On April 28, authorities filed further charges against the exiled opposition leader Sam Rainsy for criticizing the lack of government aid to residents and calling on people to disobey lockdown measures.

The Cambodian government in March adopted the Law on Measures to Prevent the Spread of Covid-19 and other Serious, Dangerous and Contagious Diseases. The law imposes disproportionate criminal punishments, including fines and prison sentences, on people who violate health, administrative, or other measures related to preventing the spread of Covid-19. UN experts have criticized the law for violating a number of rights and fundamental freedoms protected under international human rights law.

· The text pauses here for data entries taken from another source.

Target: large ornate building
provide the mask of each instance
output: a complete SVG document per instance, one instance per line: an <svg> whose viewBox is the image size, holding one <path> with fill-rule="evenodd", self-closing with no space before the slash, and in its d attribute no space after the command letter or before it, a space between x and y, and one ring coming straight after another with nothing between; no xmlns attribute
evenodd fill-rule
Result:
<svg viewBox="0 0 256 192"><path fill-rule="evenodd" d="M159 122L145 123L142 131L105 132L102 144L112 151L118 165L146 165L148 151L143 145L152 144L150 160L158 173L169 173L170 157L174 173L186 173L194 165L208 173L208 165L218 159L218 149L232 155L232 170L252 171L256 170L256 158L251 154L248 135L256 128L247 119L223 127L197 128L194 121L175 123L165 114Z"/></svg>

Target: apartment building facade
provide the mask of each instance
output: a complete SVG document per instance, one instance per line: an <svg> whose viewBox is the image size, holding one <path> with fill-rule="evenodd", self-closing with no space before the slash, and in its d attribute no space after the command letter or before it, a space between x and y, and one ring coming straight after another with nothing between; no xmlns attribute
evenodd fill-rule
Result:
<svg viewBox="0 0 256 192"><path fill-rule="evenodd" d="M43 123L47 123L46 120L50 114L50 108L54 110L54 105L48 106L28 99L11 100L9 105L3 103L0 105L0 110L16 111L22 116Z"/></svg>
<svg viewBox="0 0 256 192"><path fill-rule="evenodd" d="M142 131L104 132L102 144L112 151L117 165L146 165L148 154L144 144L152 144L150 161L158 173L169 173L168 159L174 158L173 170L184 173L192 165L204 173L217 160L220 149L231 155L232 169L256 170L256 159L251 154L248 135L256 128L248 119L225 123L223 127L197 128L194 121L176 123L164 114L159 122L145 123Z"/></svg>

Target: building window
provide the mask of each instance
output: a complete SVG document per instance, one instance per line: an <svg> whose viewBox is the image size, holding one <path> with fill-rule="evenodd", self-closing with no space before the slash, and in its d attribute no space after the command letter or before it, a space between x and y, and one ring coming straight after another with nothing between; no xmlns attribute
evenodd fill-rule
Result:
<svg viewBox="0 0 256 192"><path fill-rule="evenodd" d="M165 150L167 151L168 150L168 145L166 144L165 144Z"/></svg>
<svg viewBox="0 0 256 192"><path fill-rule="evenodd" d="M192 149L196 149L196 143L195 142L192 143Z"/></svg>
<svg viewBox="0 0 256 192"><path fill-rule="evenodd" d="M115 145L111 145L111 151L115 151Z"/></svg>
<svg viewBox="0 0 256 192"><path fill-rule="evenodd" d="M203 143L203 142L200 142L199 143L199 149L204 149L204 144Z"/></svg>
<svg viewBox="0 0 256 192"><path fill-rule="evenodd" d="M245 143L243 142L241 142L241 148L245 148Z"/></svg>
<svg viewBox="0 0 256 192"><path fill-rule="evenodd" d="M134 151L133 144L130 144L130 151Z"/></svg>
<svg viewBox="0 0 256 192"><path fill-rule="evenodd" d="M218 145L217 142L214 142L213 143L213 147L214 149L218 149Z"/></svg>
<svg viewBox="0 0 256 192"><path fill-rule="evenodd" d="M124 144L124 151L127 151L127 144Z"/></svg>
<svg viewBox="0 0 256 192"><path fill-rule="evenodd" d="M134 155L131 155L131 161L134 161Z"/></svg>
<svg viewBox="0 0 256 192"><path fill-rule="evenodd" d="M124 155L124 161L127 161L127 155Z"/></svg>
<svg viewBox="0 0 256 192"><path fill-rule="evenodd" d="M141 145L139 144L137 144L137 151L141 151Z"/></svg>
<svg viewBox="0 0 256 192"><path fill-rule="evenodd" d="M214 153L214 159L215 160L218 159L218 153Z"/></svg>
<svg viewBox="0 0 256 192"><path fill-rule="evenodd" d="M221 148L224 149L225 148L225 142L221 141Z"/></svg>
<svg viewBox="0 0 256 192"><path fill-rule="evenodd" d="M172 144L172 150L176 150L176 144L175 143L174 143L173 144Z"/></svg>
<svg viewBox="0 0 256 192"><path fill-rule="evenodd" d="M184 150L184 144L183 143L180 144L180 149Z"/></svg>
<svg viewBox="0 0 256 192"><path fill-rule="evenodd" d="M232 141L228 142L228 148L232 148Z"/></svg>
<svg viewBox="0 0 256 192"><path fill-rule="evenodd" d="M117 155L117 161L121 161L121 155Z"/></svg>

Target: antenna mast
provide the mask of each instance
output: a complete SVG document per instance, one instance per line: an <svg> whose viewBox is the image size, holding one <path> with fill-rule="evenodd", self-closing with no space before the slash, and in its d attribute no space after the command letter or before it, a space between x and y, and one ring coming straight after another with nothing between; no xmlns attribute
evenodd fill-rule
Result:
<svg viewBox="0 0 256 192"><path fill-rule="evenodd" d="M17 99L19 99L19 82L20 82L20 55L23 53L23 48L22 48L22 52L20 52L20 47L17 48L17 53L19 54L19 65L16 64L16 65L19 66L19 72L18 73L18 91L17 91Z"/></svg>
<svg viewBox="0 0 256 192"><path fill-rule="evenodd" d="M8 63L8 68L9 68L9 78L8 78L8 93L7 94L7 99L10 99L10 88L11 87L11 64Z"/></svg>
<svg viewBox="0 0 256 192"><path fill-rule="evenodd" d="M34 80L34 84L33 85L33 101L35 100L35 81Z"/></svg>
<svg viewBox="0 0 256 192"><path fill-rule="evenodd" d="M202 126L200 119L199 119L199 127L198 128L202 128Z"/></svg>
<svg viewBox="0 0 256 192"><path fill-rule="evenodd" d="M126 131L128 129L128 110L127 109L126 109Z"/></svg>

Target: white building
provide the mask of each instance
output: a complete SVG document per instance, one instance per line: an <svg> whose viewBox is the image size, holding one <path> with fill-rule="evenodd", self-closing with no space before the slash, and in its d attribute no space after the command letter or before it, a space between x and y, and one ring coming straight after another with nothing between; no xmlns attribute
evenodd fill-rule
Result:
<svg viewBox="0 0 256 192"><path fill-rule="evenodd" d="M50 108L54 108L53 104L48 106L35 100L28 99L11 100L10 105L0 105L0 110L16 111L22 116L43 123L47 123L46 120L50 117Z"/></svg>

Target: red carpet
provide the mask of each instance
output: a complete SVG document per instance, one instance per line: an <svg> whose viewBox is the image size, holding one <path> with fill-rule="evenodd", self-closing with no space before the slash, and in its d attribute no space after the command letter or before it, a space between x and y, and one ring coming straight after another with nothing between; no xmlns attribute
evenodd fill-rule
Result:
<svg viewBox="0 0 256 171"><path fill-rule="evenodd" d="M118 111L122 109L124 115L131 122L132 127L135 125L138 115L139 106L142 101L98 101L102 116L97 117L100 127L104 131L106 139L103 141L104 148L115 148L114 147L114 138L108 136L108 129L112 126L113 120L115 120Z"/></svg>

Any restrictions on civil and political rights, as enshrined in the International Covenant on Civil and Political Rights (ICCPR), such as freedom of movement, should be based in law, strictly necessary to meet a legitimate government objective, and proportionate. The least restrictive alternative should be adopted and should be neither arbitrary nor discriminatory in application, of limited duration, respectful of human dignity, and subject to review. The use of canes or other weapons for corporal punishment is absolutely prohibited.

When governments impose quarantines or lockdowns, they are obligated to ensure access to food, water, health care, and caregiving support. Governments should also ensure continuity of services for older people, people with disabilities, and others who rely on home and community services and support, which means allowing service providers access to people under lockdown. The UN Committee on Economic, Social and Cultural Rights (CESCR) has stated that the right to food includes that everyone should have “physical and economic access at all times to adequate food or means for its procurement.”

“Even during an emergency, public health measures should not create new and preventable problems for those at risk,” Adams said. “Instead of blocking access, Hun Sen should be encouraging organizations to disburse food and other necessities to people in desperate need.”